Pair Corralation between First Trust and Cambria Trinity
Given the investment horizon of 90 days First Trust Income is expected to generate 1.1 times more return on investment than Cambria Trinity. However, First Trust is 1.1 times more volatile than Cambria Trinity ETF. It trades about -0.01 of its potential returns per unit of risk. Cambria Trinity ETF is currently generating about -0.08 per unit of risk. If you would invest 2,183 in First Trust Income on September 26, 2024 and sell it today you would lose (8.00) from holding First Trust Income or give up 0.37% of portfolio value over 90 days.
Time Period | 3 Months [change] |
Direction | Moves Together |
Strength | Significant |
Accuracy | 97.62% |
Values | Daily Returns |
First Trust Income vs.

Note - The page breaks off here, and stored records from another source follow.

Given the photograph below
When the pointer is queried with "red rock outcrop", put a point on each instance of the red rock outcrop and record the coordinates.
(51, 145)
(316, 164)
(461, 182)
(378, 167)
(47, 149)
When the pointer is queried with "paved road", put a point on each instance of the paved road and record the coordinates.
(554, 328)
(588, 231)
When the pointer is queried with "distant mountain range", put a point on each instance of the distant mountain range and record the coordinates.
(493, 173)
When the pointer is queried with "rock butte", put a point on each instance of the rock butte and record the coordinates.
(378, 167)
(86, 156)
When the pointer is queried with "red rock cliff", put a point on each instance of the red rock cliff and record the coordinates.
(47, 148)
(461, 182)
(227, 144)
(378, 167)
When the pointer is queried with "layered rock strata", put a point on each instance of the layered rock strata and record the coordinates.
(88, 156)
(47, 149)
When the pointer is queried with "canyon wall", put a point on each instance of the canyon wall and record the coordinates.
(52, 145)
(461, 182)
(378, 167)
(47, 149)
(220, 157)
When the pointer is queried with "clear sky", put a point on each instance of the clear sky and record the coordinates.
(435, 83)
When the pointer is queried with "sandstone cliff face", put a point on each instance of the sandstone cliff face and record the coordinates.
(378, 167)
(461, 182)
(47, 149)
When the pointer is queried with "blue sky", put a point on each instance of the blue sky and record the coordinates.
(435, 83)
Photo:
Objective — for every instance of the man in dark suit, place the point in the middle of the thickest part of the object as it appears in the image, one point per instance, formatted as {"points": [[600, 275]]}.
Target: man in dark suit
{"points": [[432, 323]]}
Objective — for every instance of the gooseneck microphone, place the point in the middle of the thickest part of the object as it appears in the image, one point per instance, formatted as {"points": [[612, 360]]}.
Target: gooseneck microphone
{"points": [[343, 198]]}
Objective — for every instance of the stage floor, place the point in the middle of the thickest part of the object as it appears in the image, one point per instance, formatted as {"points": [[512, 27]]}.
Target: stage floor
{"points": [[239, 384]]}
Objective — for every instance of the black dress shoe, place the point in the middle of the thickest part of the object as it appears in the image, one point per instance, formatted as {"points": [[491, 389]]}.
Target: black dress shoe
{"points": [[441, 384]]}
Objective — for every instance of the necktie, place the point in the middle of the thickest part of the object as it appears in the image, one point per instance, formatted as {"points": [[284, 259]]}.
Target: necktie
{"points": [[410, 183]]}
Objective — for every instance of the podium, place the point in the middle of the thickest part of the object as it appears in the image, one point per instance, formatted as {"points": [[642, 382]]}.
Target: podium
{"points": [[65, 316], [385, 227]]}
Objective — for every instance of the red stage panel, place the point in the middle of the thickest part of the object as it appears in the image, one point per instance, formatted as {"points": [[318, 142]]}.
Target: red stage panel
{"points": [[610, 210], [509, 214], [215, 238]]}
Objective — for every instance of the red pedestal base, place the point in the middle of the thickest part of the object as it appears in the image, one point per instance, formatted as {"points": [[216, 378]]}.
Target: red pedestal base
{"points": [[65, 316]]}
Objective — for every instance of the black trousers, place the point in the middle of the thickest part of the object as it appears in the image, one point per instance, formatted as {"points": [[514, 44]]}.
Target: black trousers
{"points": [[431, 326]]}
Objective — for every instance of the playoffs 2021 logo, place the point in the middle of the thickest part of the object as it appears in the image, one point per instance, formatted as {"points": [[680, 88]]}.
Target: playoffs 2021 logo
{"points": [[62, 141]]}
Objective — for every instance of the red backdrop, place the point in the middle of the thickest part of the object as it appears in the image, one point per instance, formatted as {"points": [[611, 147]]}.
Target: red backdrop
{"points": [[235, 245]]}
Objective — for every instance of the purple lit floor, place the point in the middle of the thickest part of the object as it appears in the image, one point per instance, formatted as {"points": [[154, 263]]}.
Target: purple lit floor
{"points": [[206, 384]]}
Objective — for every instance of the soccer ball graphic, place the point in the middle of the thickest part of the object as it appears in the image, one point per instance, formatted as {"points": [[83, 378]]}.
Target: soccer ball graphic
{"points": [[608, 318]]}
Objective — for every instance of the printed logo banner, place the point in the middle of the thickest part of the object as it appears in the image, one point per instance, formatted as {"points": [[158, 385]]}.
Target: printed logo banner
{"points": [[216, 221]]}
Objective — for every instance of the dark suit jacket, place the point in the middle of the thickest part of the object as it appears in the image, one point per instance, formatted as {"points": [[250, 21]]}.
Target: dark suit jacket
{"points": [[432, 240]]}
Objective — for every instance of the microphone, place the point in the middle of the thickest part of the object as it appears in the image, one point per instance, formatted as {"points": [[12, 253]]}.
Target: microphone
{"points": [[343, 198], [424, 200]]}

Cambria Trinity ETF
Performance |
Timeline |
First Trust Income |
Cambria Trinity ETF |
First Trust and Cambria Trinity Volatility Contrast
Predicted Return Density |
Returns |
Pair Trading with First Trust and Cambria Trinity
The main advantage of trading using opposite First Trust and Cambria Trinity positions is that it hedges away some unsystematic risk. Because of two separate transactions, even if First Trust position performs unexpectedly, Cambria Trinity can make up some of the losses. Pair trading also minimizes risk from directional movements in the market. For example, if an entire industry or sector drops because of unexpected headlines, the short position in Cambria Trinity will offset losses from the drop in Cambria Trinity's long position.First Trust vs. First Trust BuyWrite | First Trust vs. First Trust Emerging | First Trust vs. First Trust SSI | First Trust vs. First Trust Alternative |
Cambria Trinity vs. Arrow DWA Tactical | Cambria Trinity vs. AlphaMark Actively Managed | Cambria Trinity vs. FlexShares Real Assets | Cambria Trinity vs. First Trust Income |
Check out your portfolio center.Note that this page's information should be used as a complementary analysis to find the right mix of equity instruments to add to your existing portfolios or create a brand new portfolio. You can also try the Watchlist Optimization module to optimize watchlists to build efficient portfolios or rebalance existing positions based on the mean-variance optimization algorithm.